Quando Iker Casillas aveva aperto la porta della sua stanza d’albergo, con le braccia gravate dal peso della cassa di birra (che aveva recuperato in modo miracoloso, rubandola dalle mani di Vicente e dei suoi collaboratori), era preparato a trovarvi di tutto, ma non quello. Quello non l’aveva mai neanche immaginato, neanche sognato nelle sue fantasie più vergognose e indicibili.
Quello consisteva in Nando steso sul suo letto, che lo aveva accolto con uno sguardo appannato dal piacere e un mugugno incomprensibile, dovuto alle insistenti attenzioni che Sergio dedicava al suo bassoventre; in Gerard, Carles e Cesc che ridevano e si rotolavano sul pavimento; in Villa che lentamente affondava nel corpo di David, che gemeva accanto alle labbra di Llorrente, con la patta dei pantaloni aperta e riempita dalle mani di Busquets; in Alonso che, immagine dell’assoluta fedeltà, beveva sprofondato in una poltrona, come se tutto ciò non lo riguardasse, ma gli aveva sorriso serenamente come se fosse tutto normale.
«Bentornato» aveva mormorato Xabi, alzando la bottiglia in suo onore.

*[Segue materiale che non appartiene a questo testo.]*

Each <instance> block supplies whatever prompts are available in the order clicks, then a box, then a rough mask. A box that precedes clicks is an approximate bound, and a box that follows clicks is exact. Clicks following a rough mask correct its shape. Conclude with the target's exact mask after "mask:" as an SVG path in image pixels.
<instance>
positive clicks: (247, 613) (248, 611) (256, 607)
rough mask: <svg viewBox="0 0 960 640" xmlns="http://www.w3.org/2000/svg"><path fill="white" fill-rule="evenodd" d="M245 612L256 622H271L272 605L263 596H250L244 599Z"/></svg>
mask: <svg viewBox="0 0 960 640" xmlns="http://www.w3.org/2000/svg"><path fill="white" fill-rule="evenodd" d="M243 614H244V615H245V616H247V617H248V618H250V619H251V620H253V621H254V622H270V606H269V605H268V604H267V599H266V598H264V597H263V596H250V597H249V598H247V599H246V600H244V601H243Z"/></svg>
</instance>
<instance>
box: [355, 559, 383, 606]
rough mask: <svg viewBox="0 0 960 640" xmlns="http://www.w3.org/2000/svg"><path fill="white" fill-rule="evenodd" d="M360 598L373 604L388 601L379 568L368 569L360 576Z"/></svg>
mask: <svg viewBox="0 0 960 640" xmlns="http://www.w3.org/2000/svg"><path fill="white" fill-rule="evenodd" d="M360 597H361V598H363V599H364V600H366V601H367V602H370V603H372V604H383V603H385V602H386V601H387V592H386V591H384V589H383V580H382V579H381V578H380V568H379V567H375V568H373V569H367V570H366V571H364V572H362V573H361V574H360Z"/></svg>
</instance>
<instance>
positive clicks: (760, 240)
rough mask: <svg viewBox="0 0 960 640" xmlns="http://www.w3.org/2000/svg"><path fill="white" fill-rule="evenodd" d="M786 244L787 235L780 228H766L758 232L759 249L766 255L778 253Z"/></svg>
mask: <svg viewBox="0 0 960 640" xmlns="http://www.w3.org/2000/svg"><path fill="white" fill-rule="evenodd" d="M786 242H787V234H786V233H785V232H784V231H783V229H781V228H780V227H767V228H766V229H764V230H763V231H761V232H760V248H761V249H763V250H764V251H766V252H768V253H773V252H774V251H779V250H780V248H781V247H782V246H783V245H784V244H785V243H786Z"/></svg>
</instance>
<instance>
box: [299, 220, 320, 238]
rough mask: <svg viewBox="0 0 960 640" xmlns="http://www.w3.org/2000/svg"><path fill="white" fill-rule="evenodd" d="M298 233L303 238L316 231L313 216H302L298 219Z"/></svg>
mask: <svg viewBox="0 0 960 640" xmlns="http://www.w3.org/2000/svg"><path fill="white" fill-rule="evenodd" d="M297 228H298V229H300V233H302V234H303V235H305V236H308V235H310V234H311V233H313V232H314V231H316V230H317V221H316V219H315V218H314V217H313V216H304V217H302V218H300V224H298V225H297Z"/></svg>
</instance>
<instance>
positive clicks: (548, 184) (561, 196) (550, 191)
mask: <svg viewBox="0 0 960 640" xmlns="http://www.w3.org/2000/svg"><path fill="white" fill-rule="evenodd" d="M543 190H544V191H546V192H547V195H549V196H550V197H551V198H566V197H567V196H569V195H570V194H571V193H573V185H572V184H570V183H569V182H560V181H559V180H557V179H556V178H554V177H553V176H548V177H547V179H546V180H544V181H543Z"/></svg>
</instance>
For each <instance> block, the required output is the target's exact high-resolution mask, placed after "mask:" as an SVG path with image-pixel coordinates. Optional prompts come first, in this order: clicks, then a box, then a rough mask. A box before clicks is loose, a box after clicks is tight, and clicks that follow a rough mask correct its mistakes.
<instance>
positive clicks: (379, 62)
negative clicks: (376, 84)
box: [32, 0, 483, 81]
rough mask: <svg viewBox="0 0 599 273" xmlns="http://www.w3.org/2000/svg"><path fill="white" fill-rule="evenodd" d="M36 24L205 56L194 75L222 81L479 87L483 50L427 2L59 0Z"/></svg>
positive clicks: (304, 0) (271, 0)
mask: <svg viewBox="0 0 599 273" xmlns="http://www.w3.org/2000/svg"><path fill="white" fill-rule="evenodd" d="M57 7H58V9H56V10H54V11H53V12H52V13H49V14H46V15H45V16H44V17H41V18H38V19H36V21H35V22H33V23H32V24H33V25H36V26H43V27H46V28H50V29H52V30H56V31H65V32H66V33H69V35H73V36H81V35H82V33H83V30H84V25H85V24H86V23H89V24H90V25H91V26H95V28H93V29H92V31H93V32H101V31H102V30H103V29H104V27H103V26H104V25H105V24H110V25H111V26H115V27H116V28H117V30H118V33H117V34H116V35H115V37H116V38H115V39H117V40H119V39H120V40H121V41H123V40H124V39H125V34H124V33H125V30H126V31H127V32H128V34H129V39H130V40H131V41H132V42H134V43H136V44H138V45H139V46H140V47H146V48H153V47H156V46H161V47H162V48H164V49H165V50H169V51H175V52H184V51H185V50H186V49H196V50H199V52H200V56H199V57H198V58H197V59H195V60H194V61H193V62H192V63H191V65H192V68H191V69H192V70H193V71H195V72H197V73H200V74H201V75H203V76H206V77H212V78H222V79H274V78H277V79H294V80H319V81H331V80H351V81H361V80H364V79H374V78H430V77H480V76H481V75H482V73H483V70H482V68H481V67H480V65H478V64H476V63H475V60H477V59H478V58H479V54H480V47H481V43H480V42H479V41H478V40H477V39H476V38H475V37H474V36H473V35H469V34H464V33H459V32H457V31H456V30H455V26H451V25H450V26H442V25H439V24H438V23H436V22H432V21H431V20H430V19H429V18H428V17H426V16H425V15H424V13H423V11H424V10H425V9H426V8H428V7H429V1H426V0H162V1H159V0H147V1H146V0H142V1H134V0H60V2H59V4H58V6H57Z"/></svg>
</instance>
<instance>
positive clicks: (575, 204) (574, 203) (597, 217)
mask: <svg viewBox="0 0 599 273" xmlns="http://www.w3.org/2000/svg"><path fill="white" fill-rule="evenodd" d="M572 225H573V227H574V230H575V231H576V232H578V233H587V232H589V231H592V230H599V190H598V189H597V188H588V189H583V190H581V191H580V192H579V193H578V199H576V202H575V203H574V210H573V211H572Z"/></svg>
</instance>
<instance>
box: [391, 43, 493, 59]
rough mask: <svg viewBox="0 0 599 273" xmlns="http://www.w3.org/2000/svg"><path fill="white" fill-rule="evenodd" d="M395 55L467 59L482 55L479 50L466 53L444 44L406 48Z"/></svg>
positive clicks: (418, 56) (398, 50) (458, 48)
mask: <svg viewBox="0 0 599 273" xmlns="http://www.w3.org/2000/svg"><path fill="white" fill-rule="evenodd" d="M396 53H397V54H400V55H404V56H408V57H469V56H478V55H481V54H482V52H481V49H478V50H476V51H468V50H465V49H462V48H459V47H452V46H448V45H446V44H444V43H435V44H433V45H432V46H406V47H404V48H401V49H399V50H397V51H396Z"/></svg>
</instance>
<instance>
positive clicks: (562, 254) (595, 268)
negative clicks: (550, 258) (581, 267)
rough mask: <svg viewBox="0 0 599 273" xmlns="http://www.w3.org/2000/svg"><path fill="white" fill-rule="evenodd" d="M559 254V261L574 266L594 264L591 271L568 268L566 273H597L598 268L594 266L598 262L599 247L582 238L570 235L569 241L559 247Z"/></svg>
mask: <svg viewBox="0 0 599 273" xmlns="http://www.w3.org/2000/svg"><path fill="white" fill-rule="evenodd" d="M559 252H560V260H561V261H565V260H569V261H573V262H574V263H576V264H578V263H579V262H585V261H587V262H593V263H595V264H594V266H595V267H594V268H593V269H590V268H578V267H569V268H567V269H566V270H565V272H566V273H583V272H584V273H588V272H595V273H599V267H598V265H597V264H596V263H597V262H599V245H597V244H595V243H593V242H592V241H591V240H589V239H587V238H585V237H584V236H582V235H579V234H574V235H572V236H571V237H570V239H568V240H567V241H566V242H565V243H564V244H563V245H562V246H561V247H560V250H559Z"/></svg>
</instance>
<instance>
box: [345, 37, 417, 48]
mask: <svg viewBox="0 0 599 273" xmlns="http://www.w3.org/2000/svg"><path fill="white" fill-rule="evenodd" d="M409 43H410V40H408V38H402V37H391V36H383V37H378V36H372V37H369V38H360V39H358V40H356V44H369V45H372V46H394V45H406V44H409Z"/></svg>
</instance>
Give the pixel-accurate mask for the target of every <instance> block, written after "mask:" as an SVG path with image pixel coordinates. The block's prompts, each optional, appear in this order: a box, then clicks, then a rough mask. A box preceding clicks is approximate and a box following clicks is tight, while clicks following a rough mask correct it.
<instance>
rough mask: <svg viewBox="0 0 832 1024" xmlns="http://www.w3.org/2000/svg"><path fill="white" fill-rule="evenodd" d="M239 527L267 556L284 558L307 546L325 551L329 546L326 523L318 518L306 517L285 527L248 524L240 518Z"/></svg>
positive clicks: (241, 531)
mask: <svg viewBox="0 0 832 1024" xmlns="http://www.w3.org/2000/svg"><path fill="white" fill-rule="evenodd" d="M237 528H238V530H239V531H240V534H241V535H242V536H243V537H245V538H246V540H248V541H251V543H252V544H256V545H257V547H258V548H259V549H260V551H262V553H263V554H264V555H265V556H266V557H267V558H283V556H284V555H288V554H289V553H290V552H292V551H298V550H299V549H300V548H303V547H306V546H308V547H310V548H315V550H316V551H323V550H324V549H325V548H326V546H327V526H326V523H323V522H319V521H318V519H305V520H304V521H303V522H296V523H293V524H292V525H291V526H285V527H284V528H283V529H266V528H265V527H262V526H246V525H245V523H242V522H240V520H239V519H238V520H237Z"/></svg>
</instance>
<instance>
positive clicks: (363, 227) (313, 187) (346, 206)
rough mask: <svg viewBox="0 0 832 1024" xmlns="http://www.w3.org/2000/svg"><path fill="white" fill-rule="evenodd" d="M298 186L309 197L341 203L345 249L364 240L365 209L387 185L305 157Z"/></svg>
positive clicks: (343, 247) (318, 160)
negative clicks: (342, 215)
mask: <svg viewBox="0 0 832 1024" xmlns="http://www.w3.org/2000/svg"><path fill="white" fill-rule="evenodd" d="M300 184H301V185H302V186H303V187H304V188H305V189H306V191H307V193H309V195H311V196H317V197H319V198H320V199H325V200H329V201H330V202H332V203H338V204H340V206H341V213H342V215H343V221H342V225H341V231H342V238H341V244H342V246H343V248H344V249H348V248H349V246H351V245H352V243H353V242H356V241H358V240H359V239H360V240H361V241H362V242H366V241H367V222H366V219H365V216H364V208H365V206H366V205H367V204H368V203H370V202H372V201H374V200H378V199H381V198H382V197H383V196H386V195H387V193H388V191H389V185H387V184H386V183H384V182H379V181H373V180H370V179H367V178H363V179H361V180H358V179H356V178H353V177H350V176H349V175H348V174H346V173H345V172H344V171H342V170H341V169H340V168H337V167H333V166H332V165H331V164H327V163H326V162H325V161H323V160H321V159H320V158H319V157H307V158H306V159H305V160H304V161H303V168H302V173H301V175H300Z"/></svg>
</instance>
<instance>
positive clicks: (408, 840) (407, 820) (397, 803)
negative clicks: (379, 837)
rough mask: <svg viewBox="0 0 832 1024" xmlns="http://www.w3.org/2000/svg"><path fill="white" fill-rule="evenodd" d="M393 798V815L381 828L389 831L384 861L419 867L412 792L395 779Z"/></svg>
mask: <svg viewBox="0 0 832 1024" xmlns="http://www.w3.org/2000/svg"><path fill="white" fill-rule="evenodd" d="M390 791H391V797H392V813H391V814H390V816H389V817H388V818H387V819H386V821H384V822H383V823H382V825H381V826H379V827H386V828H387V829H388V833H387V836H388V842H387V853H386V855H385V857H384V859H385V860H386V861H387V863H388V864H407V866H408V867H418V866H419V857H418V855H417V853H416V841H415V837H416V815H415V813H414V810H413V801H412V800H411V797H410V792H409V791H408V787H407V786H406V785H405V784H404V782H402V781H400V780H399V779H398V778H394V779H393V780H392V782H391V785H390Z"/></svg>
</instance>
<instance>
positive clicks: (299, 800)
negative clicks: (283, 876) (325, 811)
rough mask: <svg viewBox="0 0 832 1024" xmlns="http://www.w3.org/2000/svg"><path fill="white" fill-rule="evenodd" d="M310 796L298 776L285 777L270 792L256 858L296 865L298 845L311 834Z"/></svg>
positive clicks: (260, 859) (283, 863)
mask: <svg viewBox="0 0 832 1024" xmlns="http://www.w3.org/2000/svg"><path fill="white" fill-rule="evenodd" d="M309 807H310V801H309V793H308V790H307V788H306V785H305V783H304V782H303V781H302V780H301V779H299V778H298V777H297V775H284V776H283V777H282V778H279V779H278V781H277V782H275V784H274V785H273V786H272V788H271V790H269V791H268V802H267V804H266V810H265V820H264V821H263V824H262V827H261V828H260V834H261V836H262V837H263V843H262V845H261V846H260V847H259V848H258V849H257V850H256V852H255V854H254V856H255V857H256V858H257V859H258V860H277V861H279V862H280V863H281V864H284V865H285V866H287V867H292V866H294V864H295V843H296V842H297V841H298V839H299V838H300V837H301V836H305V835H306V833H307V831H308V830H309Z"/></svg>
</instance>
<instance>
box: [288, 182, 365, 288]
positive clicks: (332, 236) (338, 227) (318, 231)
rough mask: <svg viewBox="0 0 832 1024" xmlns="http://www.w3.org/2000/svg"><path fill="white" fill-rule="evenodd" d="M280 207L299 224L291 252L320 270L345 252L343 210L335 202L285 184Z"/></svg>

No, a quello Iker non era assolutamente preparato. Era rimasto impalato, sull’uscio, con la porta aperta e le bottiglie tra le braccia (ed era un miracolo che non gli fossero cadute tutte sui piedi in un fracasso di vetri e ossa rotte).
«Non mordono» l’aveva rassicurato Alonso. «O almeno, non credo, non ho provato» aveva sussurrato con un sorriso piccolissimo e malinconico.
«Iker, entra e chiudi la porta!» aveva gridato Sergio, ridendo a cavalcioni su Fernando.
Casillas aveva obbedito senza neanche rendersene conto; si era trascinato fino ad Alonso e si era lasciato cadere accanto a lui con gli occhi sbarrati.
«Ah-ah, io passo, stasera» l’aveva avvertito quello, mentre Ramos e Nando ridevano e si spogliavano e scoprivano come bambini e Cesc gemeva, sotto le spinte di Gerard, mentre Carles si masturbava lentamente.
«Che cosa…?» aveva iniziato a domandare.
«Stanno festeggiando.»
Iker si era voltato a fissare il compagno, sorpreso.
«Festeggiando?»
Il capitano delle Furie Rosse aveva pensato che quello non era proprio un modo comune di festeggiare e comunque non era mai stato il loro modo e non era sicuro che tutto si potesse spiegare con l’eccitazione per aver vinto il Mondiale - cazzo, il Mondiale! - o aver bevuto il proprio peso corporeo in birra.
Il volto di Xabi si era illuminato, quando aveva sorriso con tutta la tranquillità del mondo.
«Abbiamo vinto il mondiale,» gli aveva ricordato, come se Iker fosse un bambino che non riusciva a cogliere tutta l’evidenza nascosta dietro quella situazione, sepolta tra i vestiti lanciati e abbandonati (e in effetti, sì, Iker non la coglieva proprio per niente).
«Lo so, Xabi» aveva ringhiato Iker, senza sapere se la sua rabbia fosse dovuta all’assurdità di quell’invasione barbarica della sua stanza o all’imbarazzo perché quello che vedeva non gli dispiaceva poi così tanto - non quanto avrebbe dovuto, almeno.
Alonso era sembrato accorgersi del fiato sempre più corto del compagno, dei suoi sguardi sempre meno timidi, del rossore sempre più evidente sulle sue guance e di qualcos’altro. L’ex giocatore del Liverpool aveva riso e aveva fatto un leggero cenno del capo a Sergio, che aveva cominciato a lanciar loro occhiate curiose.
«Sta arrivando,» aveva mormorato Alonso, scansandosi con un sorriso, mentre Sergio, nudo fino alla cintola, abbracciava Iker e lo trascinava ridacchiando fino al letto, dove Nando li attendeva, seduto ed eccitato.
Quando Iker l’aveva baciato, con una leggerezza infinita e spaventata, Nando aveva sussurrato contro le sue labbra: «Il mio nome è Mercedes, e sono una escort di classe»; Sergio alle spalle di Casillas era scoppiato a ridere contro il suo orecchio, mentre lo liberava dai vestiti.
Xabi Alonso aveva continuato a bere sorridendo benevolmente, rifiutando con un sorriso i richiami dei compagni e le loro incitazioni.
Al suo risveglio, Iker Casillas si era trovato stretto tra Fernando e Sergio, con le gambe avvolte in un non-meglio identificato bozzolo di coperte umide e calde e piacevoli.
Dal pavimento provenivano respiri diversi, borbottii sconnessi e un russare leggero.
Alonso continuava a sorridere anche mentre dormiva sulla solita poltrona con una bottiglia nuova di birra in mano.